《社説》 対馬市と核ごみ 処分場選定方法見直せ

2023年9月28日 北海道新聞

 長崎県対馬市の比田勝(ひたかつ)尚喜市長が原発から出る高レベル放射性廃棄物(核のごみ)の最終処分場選定に向けた文献調査に応募しない考えを市議会本会議で表明した。

 市議会は地元建設業団体の調査受け入れを求める請願を賛成10、反対8の僅差で採択しており、市長と議会の判断が割れた。

 市長は「市民の合意形成が不十分だ。観光業、水産業などへの風評被害が少なからず発生すると考えられる」などと説明した。

 本会議後の記者会見では「これで終止符を打ちたい。市民の分断を進めたくない」と述べた。

 国は応募拒否の重みを真摯(しんし)に受け止める必要がある。巨額の交付金で市町村を誘導する処分場選定手続きを抜本的に見直すべきだ。

 対馬市では2006年に民間主導で核ごみ処分場を誘致する動きがあったが、市議会が誘致反対を決議し下火になった。

 人口減少が進み、地域経済も停滞する中、調査応募による最大20億円の交付金などへの期待から、再度応募の動きとなった。賛成派は来春の市長選に対立候補を立てることも視野に入れる。

 衰退する地方の弱みにつけ込むような国の手法が住民の分断を招いている。文献調査を受け入れた後志管内寿都町でも見られる構図だ。地方振興の政策と処分場の選定は切り離すべきだ。

 核のごみは無害化まで約10万年かかる。交付金目当ての誘致は将来に禍根を残しかねない。福島の原発事故の教訓でもある。

 折しも寿都町議選がきょう告示される。調査継続の是非など、議論を深めてもらいたい。

 最終処分場選定は、国が主体的に責任を持ち科学的に進めることが大前提だ。

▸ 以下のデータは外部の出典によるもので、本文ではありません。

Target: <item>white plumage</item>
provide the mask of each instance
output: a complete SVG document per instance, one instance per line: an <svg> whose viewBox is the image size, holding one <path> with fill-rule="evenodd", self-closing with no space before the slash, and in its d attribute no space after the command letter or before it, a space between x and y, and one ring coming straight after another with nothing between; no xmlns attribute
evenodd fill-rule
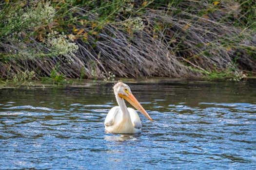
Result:
<svg viewBox="0 0 256 170"><path fill-rule="evenodd" d="M141 131L141 122L137 112L127 108L124 99L140 111L150 120L152 119L132 95L130 87L121 82L114 86L117 101L119 106L113 107L105 119L106 131L115 134L136 134Z"/></svg>

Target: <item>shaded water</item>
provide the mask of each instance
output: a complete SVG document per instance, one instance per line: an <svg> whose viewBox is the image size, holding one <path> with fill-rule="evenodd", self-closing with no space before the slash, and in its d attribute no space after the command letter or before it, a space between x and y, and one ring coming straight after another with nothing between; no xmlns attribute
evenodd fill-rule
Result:
<svg viewBox="0 0 256 170"><path fill-rule="evenodd" d="M111 84L0 90L0 168L256 168L255 81L128 84L154 120L136 135L104 132Z"/></svg>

原子力発電環境整備機構(NUMO)は調査地を増やそうと、各地で活動している。

 対馬では請願採択前、NUMOが費用を負担し、一部市議が宗谷管内幌延町や青森県六ケ所村を視察した。関係者を懐柔するような行為は不信感を生むだけだ。

 国は17年に適地・不適地を大きく色分けした「科学的特性マップ」を公表したが、そもそも火山国、地震国の日本に遠い未来まで地盤が安定した適地など本当にあるのだろうか。

 日本学術会議は核のごみを地上で暫定保管した上で、処分地選定と国民の合意形成を進めるべきだと提言している。

 事実上破綻している核燃料サイクル政策と併せ、核のごみの問題を一から考え直さねばならない。